Os governadores temem que as alterações
tragam perdas ainda maiores aos seus Estados,
apesar de considerarem necessários a reforma
tributária.
“Os Estados
ficam sempre com um pé atrás, porque nós
temos uma experiência muito ruim em relação
a Lei Kandir”, destacou Lina Vieira, secretária
estadual da Tributação.
Em 1996,
saiu a Lei Kandir onde o governo federal
desonerou a exportação forçando os Estados
a suportarem uma parte dos créditos.

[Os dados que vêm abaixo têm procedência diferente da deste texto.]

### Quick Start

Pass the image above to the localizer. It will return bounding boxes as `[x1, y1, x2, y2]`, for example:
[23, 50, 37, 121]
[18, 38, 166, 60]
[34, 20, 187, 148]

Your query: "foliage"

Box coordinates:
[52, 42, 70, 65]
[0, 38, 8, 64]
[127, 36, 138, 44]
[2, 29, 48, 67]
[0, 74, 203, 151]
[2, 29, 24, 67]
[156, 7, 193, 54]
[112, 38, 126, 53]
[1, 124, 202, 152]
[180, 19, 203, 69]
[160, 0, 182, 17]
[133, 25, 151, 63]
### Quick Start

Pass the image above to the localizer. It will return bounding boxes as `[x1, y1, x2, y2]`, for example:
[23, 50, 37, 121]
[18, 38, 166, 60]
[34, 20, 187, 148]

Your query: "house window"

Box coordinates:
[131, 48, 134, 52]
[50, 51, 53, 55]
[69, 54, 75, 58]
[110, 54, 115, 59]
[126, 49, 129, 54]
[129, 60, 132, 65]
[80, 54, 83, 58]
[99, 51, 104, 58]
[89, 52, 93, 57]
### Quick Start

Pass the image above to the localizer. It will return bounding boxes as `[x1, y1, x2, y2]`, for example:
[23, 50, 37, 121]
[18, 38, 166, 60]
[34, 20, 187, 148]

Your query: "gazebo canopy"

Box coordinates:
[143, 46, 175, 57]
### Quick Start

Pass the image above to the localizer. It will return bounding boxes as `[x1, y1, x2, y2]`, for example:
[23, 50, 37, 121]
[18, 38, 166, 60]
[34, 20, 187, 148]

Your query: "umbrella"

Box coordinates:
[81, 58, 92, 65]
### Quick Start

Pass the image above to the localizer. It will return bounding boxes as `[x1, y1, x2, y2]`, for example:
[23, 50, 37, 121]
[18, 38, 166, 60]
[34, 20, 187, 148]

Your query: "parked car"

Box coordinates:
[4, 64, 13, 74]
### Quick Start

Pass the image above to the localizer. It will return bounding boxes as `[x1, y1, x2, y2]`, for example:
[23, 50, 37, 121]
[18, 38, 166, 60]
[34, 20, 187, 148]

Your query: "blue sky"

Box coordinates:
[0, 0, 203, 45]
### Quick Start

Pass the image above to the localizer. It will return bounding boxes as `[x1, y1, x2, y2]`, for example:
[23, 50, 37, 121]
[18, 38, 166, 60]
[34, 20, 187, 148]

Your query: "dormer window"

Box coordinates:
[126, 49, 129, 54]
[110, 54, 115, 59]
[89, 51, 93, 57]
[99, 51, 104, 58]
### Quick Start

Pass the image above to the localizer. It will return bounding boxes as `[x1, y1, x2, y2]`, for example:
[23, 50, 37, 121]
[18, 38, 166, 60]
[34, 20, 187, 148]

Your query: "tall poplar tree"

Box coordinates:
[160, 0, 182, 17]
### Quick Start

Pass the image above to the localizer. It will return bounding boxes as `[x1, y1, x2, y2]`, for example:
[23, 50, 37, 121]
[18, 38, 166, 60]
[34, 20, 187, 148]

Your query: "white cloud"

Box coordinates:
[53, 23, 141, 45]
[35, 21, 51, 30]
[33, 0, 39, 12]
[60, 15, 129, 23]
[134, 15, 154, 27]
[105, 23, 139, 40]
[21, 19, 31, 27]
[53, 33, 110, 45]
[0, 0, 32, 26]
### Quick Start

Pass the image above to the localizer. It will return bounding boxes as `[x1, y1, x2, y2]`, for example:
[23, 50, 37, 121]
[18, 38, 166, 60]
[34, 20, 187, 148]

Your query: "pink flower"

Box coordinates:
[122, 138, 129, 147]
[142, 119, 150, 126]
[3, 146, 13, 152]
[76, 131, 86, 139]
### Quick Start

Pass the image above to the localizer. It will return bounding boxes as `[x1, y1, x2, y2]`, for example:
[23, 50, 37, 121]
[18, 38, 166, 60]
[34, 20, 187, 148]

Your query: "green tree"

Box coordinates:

O Rio
Grande do Norte perde hoje R$ 15 milhões
nas exportações e recebe 800 mil de repasse
do governo federal.
INJUSTIÇA
– “Isso não é justo, então nós temos que
trabalhar no sentido de corrigir todas essas
injustiças para que os Estados realmente
entrem de cabeça nessa reforma tributária
que é esperada”, diz a secretária da Tributação.
Os governadores
argumentam que nos últimos anos para compatibilizar
os níveis de arrecadação foram forçados
a empreender estratégias de eficácia duvidosa,
como a ‘guerra fiscal’ e a cobrança antecipada
de impostos.
Lina Vieira
ressaltou ainda que o presidente está muito
empenhado em que essa reforma saia, mas
que antes de tudo é preciso sentar com todos
os governadores para discutir as perdas
que os Estados terão e como o governo federal
vai cobrir essas perdas.
O documento
contendo todas as propostas formuladas pelos
governadores nordestinos será apresentado
ao presidente Luiz Inácio Lula da Silva
no próximo dia 16, em Brasília, quando se
encontrará com os 27 governadores dos Estados
e do Distrito Federal.
Estados
querem reforma com maior participação
Os nove
governadores nordestinos defendem na “Carta
de Natal” uma reforma tributária ampla,
que inclua todos os impostos e taxações,
na esfera federal, estadual e municipal.
No documento
eles sugerem a manutenção dos critérios
de distribuição do FPE e FPM e o estabelecimento
dos Fundos Constitucionais com base na totalidade
das receitas de Impostos e Contribuições
Federais.
PARTICIPAÇÃO
– Pedem a taxação sobre heranças e grandes
fortunas, desoneração dos artigos da cesta
básica e participação dos estados no bolo
da Receita Federal, sobretudo em cima de
impostos e taxações aos quais os estados
não têm acesso, como CPMF, Cofins e PIS.
Os governadores
esperam que o presidente Lula acate a proposta
de adotar o princípio de destino, atribuindo
a receita ao Estado onde ocorrer o consumo
dos bens e serviços.
A intenção
do presidente Lula é encaminhar o texto
final da reforma tributária ao Congresso
Nacional no mesmo dia 16, após colher sugestões
dos 27 governadores dos Estados brasileiros.